By addressing these points, you can significantly reduce the chances of being stuck on the side of the road due to preventable issues. Regular maintenance not only ensures your safety but also extends the life of your RV and tow vehicle.

4. Have a Contingency Plan for Everything

Having a “Plan B” for every aspect of your trip can prevent panic and ensure you’re prepared for any unexpected situations. Here are some essential tips for creating effective contingency plans:

  • Emergency Funds: Set aside an emergency fund specifically for unexpected expenses, such as vehicle repairs, medical emergencies, or last-minute accommodations. This will give you peace of mind knowing you have a financial cushion.
  • Accommodation Alternatives: Research alternative accommodation options along your route. Familiarize yourself with nearby hotels, motels, or campgrounds that you can turn to if your planned spot is unavailable or unsafe.
  • Vehicle Breakdown Plan: Know what to do if your RV or tow vehicle breaks down.

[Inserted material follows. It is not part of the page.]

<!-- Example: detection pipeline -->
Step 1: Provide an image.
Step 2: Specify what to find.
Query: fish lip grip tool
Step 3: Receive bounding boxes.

Have the contact information for roadside assistance services, such as AAA or Coach-Net, and keep a list of reliable mechanics and service centers along your route.
  • Medical Emergencies: Be prepared for health issues by knowing the locations of nearby hospitals, urgent care centers, and pharmacies. Carry a basic medical kit and ensure you have any necessary medications with you.
  • Communication Plan: Ensure you have a reliable way to communicate in case of an emergency. Carry a charged cell phone and a backup battery, and consider a satellite phone if you’ll be traveling in remote areas with poor cell coverage.
  • Alternative Routes: Plan multiple routes to your destination in case of road closures, traffic jams, or adverse weather conditions. Use a trip-planning app to map out these alternatives.
  • Essential Supplies: Stock up on essential supplies like food, water, and clothing to last you a few days in case you need to stay put due to weather or other unforeseen circumstances.
  • Documentation: Keep important documents such as your driver’s license, vehicle registration, insurance papers, and emergency contacts in a waterproof and easily accessible location.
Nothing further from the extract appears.